OpenSSL isn't just used by "applications", but also by libraries. A sufficiently complex application can have many libraries loaded that call OpenSSL, and the main program may not know it.

For example, libldap, libcurl, Kerberos implementations, and many other libraries might use OpenSSL. Then there's things like PAM, SASL, and GSS that are pluggable using dlopen() (or LoadLibrary(), ...) and whose plugins might use one of those libraries or even OpenSSL directly.

Now, with the lock callbacks: who's responsible for setting them?

Today, each call to set the lock callbacks changes them.

Surprise: set lock callbacks, use locks, have these callbacks changed under your feet, explode.

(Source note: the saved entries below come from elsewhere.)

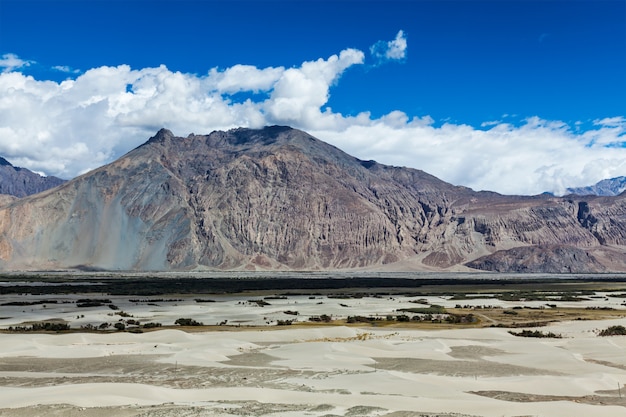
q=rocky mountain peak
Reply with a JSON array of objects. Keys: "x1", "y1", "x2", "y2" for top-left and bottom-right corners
[
  {"x1": 144, "y1": 128, "x2": 175, "y2": 145},
  {"x1": 0, "y1": 157, "x2": 12, "y2": 167}
]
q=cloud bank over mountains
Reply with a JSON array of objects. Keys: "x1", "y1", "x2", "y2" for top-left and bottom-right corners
[{"x1": 0, "y1": 33, "x2": 625, "y2": 195}]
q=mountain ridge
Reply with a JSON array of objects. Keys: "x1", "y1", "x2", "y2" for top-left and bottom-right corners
[
  {"x1": 0, "y1": 156, "x2": 66, "y2": 198},
  {"x1": 1, "y1": 126, "x2": 625, "y2": 272},
  {"x1": 566, "y1": 176, "x2": 626, "y2": 197}
]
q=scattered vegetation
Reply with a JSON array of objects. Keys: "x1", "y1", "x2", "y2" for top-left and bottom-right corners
[
  {"x1": 309, "y1": 314, "x2": 332, "y2": 323},
  {"x1": 248, "y1": 299, "x2": 271, "y2": 307},
  {"x1": 494, "y1": 321, "x2": 553, "y2": 328},
  {"x1": 397, "y1": 304, "x2": 447, "y2": 314},
  {"x1": 1, "y1": 300, "x2": 58, "y2": 306},
  {"x1": 598, "y1": 325, "x2": 626, "y2": 336},
  {"x1": 450, "y1": 290, "x2": 594, "y2": 302},
  {"x1": 347, "y1": 315, "x2": 382, "y2": 324},
  {"x1": 109, "y1": 310, "x2": 133, "y2": 318},
  {"x1": 508, "y1": 329, "x2": 562, "y2": 338},
  {"x1": 77, "y1": 301, "x2": 107, "y2": 308},
  {"x1": 3, "y1": 276, "x2": 626, "y2": 334},
  {"x1": 445, "y1": 313, "x2": 477, "y2": 324},
  {"x1": 8, "y1": 322, "x2": 70, "y2": 332},
  {"x1": 328, "y1": 293, "x2": 364, "y2": 299},
  {"x1": 175, "y1": 318, "x2": 204, "y2": 326}
]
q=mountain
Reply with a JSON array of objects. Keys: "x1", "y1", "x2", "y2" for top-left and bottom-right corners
[
  {"x1": 566, "y1": 176, "x2": 626, "y2": 197},
  {"x1": 1, "y1": 126, "x2": 626, "y2": 272},
  {"x1": 0, "y1": 156, "x2": 66, "y2": 198}
]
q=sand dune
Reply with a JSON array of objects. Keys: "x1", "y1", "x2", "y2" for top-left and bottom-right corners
[{"x1": 1, "y1": 320, "x2": 626, "y2": 417}]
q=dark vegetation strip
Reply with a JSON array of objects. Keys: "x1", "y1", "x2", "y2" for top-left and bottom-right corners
[
  {"x1": 1, "y1": 275, "x2": 626, "y2": 296},
  {"x1": 1, "y1": 300, "x2": 58, "y2": 306}
]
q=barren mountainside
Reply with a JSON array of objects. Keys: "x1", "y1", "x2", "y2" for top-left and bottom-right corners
[
  {"x1": 1, "y1": 126, "x2": 625, "y2": 272},
  {"x1": 0, "y1": 156, "x2": 66, "y2": 198}
]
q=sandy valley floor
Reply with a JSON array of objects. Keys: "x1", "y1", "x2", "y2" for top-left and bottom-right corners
[{"x1": 1, "y1": 276, "x2": 626, "y2": 416}]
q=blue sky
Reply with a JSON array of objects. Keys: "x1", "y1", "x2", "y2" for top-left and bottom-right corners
[{"x1": 0, "y1": 0, "x2": 625, "y2": 195}]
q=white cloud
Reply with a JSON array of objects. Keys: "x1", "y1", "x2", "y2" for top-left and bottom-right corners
[
  {"x1": 309, "y1": 117, "x2": 626, "y2": 196},
  {"x1": 52, "y1": 65, "x2": 81, "y2": 74},
  {"x1": 208, "y1": 64, "x2": 284, "y2": 94},
  {"x1": 370, "y1": 30, "x2": 407, "y2": 63},
  {"x1": 0, "y1": 50, "x2": 364, "y2": 178},
  {"x1": 265, "y1": 48, "x2": 365, "y2": 128},
  {"x1": 594, "y1": 116, "x2": 626, "y2": 128},
  {"x1": 480, "y1": 120, "x2": 500, "y2": 128},
  {"x1": 0, "y1": 49, "x2": 625, "y2": 196},
  {"x1": 0, "y1": 53, "x2": 32, "y2": 72}
]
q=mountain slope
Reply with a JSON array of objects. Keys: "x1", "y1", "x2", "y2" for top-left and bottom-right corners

It's just not safe for libraries to set lock callbacks... unless all of them set the same lock callbaks, which... they wouldn't because the lock callback prototypes don't match, say, standard pthreads functions', thus each library would have its own callback functions, and who knows how they'll be coded. So libraries can't set them. Sure, libraries can check if they've been set and set them otherwise, but this is racy and fails in threaded applications (e.g., the JVM).

If any threaded code uses OpenSSL prior to initializing callbacks -> process explodes.

Libraries can't initialize them. That leaves the application.

Automatic Self-Initialization is the Solution

The solution to the above problems is simple: the OpenSSL libcrypto and libssl libraries must self-initialize automatically.

Note that relying on run-time linker-loader functionality for self- initialization (e.g., .init/.fini sections, DllMain()) is generally frowned upon. The correct way to automatically self-initialize is to use pthread_once() or InitOnceExecuteOnce(), or to construct a similar once initializer.

Explicit initialization functions are OK, as long as they are optional (these may be useful for applications that will chroot, for example).

Finalization should not be required and may not be possible.